My Tree of Life
This weeks blog is by guest author John Fraser of Every Body Loves. John has explored tantra with Shakti Tantra for many years and we are grateful for the passion and intelligent insights he brings to us and this work.
If you ask a heterosexual man what he doesn’t like about his body, there’s some things he won’t say. For instance, he won’t complain about being as bald as a coot although still technically a minor, or being three feet tall in big shoes, nor that his spleen is missing. No. He’ll say that his cock is too small.
Which is odd, because as a general rule, the only erections most heterosexual men have seen outside porn are their own. So how do they know? Gay guys, interestingly, tend not to complain about their size.
This fits into a more general pattern of shame and embarrassment around the cock. It’s never quite as you want it to be. If you’re required to strip for the doctor, it’s tiny. Conversely, if you’re trying to concentrate on what that nice Corbyn supporter is telling you why Google should be taxed more, an uninvited tumescence will make its presence known.

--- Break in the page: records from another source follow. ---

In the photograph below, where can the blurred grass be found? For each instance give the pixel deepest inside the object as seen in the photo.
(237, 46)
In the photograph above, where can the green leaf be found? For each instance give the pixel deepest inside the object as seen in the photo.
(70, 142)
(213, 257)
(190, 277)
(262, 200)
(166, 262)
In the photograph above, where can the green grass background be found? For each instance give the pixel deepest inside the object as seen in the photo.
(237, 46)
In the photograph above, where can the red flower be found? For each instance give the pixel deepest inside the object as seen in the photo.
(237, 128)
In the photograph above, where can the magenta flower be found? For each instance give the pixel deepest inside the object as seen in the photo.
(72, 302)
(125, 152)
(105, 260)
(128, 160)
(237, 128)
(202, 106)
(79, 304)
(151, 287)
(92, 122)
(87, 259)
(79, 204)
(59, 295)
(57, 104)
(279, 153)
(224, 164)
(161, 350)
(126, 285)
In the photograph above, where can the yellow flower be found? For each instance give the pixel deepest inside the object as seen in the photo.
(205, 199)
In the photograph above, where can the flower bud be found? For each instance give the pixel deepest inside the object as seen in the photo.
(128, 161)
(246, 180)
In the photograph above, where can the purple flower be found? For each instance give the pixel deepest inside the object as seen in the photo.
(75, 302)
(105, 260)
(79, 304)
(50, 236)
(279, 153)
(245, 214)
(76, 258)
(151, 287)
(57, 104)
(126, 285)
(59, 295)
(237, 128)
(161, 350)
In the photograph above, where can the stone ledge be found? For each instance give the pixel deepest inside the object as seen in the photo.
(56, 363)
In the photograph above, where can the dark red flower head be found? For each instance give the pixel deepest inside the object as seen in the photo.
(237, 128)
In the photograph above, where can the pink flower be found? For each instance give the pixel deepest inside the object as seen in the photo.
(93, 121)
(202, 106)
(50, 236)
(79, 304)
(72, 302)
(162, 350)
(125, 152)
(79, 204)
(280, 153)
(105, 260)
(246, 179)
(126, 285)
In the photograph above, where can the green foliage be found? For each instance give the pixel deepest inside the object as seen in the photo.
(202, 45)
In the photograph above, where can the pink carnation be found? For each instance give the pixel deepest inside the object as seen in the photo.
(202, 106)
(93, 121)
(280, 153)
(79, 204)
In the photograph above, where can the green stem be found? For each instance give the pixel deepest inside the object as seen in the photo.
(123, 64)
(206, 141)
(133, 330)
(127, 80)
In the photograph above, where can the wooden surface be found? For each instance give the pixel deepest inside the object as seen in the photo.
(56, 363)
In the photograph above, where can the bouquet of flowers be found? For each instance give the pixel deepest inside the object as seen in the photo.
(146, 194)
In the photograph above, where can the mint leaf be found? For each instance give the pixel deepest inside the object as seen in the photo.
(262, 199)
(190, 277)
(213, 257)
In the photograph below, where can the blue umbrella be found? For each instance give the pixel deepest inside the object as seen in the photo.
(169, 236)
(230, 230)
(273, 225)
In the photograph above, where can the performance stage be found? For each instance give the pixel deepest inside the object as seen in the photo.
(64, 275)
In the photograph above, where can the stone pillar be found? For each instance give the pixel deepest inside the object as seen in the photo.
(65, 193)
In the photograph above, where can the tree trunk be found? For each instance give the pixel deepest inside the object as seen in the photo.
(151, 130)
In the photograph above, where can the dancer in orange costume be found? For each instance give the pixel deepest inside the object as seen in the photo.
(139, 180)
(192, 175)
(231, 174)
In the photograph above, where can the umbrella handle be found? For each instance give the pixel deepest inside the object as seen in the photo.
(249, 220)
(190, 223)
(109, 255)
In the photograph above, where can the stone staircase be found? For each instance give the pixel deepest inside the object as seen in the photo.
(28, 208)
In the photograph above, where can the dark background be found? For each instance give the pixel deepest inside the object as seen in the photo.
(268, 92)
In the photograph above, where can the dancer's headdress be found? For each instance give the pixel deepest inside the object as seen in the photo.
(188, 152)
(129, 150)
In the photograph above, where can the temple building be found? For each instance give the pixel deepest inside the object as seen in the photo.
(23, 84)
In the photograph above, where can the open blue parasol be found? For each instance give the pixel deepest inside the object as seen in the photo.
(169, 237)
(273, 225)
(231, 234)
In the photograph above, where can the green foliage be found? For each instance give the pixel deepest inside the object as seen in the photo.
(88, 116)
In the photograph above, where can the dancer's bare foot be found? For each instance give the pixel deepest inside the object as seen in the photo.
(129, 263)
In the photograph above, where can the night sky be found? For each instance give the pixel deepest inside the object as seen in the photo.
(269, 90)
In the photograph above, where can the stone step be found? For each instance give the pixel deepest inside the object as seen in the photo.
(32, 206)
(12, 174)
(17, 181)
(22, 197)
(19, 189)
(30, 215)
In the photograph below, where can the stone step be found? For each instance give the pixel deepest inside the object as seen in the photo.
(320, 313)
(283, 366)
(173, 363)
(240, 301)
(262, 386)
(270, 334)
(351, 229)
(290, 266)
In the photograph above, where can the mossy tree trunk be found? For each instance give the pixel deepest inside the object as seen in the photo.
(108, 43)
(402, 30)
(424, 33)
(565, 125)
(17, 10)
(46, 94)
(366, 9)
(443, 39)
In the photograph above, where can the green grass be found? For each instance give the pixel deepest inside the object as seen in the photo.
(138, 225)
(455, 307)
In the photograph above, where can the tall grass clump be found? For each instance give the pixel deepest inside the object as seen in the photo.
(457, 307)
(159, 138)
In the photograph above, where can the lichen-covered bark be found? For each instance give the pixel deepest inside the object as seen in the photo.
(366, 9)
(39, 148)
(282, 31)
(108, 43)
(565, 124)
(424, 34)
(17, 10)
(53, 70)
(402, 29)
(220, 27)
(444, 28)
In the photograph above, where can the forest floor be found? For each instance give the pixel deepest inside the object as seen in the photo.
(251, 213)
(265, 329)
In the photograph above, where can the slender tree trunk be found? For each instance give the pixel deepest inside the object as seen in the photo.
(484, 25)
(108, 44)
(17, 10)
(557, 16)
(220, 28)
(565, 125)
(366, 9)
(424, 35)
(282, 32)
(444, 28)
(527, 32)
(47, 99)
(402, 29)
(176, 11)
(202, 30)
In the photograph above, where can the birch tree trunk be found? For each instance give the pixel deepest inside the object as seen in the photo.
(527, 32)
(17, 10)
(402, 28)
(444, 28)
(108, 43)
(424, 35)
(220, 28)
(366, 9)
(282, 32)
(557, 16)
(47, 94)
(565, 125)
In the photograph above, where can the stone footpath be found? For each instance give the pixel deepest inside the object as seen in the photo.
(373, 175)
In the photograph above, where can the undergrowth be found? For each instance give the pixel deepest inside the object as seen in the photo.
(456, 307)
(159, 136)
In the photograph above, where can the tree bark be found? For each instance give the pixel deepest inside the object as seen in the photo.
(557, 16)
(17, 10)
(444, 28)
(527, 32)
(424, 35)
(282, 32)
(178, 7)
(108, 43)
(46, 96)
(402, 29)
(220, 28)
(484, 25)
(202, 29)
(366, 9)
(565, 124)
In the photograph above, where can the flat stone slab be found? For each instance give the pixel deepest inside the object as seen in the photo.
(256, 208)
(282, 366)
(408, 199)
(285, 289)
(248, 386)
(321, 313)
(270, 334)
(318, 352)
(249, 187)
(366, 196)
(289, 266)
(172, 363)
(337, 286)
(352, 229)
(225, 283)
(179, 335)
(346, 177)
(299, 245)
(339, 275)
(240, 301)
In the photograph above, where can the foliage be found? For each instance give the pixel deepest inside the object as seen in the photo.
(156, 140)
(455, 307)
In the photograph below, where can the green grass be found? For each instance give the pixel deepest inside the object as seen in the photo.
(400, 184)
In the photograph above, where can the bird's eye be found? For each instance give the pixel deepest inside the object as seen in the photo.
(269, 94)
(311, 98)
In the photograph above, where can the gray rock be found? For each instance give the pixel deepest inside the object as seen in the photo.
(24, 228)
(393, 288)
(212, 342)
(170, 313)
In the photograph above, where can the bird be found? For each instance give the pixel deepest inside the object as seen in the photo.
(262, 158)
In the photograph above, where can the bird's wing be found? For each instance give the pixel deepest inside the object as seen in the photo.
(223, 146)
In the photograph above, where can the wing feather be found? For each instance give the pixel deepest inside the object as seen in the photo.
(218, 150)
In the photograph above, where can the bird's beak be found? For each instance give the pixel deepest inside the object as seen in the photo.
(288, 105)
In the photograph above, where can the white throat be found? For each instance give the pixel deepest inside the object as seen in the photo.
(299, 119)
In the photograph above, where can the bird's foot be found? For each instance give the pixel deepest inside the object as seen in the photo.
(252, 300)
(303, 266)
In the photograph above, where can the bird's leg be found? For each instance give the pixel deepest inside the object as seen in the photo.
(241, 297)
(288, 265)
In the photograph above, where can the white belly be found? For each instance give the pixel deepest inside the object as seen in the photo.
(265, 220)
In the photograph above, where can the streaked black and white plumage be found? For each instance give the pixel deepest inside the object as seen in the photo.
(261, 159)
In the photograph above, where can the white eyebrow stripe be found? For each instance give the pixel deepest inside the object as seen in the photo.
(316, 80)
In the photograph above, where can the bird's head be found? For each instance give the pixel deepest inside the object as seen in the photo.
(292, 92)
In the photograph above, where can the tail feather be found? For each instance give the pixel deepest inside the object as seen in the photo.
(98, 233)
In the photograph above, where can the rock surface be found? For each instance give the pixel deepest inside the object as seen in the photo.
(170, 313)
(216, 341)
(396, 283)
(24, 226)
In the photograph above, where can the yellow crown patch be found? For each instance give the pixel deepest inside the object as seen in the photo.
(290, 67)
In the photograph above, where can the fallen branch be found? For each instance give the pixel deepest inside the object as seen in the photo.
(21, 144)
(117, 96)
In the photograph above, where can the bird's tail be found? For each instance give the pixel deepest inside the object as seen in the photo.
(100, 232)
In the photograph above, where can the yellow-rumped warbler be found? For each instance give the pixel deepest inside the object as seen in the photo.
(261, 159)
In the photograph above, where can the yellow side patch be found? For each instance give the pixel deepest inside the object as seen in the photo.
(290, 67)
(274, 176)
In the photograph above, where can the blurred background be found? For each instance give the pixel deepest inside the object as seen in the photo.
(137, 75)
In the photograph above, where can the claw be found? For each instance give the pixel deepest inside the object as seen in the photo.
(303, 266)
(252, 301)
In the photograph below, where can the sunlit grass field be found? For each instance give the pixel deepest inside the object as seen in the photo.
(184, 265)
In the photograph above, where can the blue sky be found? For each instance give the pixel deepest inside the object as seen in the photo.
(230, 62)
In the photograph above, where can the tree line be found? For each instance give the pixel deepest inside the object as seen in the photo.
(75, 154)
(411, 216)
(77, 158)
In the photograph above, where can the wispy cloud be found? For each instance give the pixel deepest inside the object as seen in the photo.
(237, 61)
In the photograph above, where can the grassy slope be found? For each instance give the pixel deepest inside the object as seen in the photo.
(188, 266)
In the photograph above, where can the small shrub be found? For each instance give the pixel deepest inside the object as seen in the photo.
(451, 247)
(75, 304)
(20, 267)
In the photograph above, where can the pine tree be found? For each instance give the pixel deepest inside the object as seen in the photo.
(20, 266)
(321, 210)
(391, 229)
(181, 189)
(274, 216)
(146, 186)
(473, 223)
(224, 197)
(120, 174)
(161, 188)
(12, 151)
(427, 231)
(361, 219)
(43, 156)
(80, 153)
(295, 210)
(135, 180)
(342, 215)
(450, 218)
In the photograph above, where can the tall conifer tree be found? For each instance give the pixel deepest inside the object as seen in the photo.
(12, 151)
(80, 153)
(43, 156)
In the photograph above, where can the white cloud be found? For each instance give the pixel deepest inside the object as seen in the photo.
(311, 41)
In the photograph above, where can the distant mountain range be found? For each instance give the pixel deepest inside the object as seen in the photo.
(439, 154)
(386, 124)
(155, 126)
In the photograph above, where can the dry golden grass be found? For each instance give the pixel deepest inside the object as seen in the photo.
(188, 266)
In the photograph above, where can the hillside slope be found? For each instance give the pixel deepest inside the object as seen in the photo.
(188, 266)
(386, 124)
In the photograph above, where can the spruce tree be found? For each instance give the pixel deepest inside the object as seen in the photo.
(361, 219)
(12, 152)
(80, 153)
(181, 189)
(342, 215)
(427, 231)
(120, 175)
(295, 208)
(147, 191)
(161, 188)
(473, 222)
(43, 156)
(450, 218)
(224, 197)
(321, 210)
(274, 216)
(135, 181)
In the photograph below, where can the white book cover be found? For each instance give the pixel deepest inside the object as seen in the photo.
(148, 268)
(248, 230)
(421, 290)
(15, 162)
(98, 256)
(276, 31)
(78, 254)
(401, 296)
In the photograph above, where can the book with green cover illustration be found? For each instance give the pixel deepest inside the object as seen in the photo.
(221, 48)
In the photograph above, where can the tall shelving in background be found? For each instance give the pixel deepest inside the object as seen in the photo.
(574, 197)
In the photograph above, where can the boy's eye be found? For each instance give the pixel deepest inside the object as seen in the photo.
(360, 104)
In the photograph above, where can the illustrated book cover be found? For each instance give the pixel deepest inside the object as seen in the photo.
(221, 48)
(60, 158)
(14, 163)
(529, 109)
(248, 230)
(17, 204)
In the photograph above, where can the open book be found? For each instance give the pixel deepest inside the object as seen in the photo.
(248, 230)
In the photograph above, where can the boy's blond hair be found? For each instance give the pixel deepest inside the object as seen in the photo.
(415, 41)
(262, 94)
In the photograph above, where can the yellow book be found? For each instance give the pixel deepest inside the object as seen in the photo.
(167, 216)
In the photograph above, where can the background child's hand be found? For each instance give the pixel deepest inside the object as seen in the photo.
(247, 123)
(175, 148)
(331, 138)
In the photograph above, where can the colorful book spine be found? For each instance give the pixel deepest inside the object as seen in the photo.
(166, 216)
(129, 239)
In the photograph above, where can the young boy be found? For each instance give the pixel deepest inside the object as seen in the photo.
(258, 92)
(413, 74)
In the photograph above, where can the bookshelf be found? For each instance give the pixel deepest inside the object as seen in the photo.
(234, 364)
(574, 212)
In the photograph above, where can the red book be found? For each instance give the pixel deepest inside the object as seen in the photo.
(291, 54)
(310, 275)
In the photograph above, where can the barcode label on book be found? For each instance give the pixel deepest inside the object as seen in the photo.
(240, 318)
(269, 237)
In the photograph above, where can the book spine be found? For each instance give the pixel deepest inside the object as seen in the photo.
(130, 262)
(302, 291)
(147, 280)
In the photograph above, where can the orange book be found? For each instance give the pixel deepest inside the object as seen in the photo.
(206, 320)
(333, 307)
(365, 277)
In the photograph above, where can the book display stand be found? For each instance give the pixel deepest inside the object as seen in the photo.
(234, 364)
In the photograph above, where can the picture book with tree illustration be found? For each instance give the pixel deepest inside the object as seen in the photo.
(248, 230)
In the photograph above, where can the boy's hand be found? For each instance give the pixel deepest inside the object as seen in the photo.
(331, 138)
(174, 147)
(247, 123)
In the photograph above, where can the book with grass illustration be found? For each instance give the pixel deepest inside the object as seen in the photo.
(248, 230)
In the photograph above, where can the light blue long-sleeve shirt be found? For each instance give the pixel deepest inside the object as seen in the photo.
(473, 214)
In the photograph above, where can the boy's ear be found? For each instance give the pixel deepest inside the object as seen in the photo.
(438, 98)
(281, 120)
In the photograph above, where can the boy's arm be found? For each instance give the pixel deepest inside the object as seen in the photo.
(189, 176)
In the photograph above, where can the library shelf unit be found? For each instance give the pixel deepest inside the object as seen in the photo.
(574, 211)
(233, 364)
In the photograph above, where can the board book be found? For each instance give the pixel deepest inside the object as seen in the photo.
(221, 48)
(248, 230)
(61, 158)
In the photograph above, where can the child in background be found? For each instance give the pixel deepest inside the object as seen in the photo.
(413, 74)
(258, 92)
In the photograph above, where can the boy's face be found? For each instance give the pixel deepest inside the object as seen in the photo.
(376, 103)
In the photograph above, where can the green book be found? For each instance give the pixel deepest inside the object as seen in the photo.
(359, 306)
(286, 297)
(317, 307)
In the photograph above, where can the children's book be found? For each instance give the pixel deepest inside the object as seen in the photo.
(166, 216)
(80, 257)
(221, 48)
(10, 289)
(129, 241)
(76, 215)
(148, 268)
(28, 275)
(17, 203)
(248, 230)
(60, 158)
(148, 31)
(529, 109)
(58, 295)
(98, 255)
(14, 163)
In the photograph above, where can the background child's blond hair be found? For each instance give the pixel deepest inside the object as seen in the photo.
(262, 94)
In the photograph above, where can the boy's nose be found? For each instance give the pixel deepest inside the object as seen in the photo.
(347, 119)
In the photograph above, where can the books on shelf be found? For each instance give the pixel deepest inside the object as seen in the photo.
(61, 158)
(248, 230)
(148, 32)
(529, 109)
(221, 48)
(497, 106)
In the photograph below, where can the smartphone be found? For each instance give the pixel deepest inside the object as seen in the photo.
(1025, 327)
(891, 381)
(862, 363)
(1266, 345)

The cock is like a disgruntled employee. It just won’t do what it’s told. And if it does attain some reliability, it can “Do the job”.
This shame, embarrassment and insecurity leads men to act in all kinds of ways which feel oppressive, inconsiderate or disconnected. Men will want to start intercourse before you’re ready, because they’re worried that their erection will go away, which will be shameful. Men with erectile difficulties won’t respond to your cuddles, because they feel that would lead to sex, which they won’t be capable of, which would be shameful. Men will ask “ How was it for you?”, as if you were away on a cruise or something during the deed, as they are worried that their performance was inadequate, which would be shameful. And they don’t tell you any of this, because that would be shameful too.
This is what’s shameful: for men just as much as women, our society is sexual but not joyful. Physical, but not intimate. Liberated in body only, the soul unfree. Where men have no idea of their beauty and glory. Shameful. Shameful.
Our sexuality is the connection to the divine. If we don’t understand that, our lives mean nothing.
I remember once experiencing my cock as the Tree Of Life. I felt its roots running through my body , and from me, to the whole earth. I remember also a dear friend saying to me “When you touch my clitoris, she feels connected to everything”. She didn’t say to the rest of her body. She said Everything.
In Tantra, we call the cock ‘vajra’, or (in Sanskrit) ‘lingam’, which means ‘wand of light’. This is the transition we, as men need to make. From thinking of our cock as functional (or not ), to thinking of our cock as being the expression of the beauty, majesty and tenderness of our heart and soul. If you think that’s ridiculous, or poetic excess well, you need to do the work.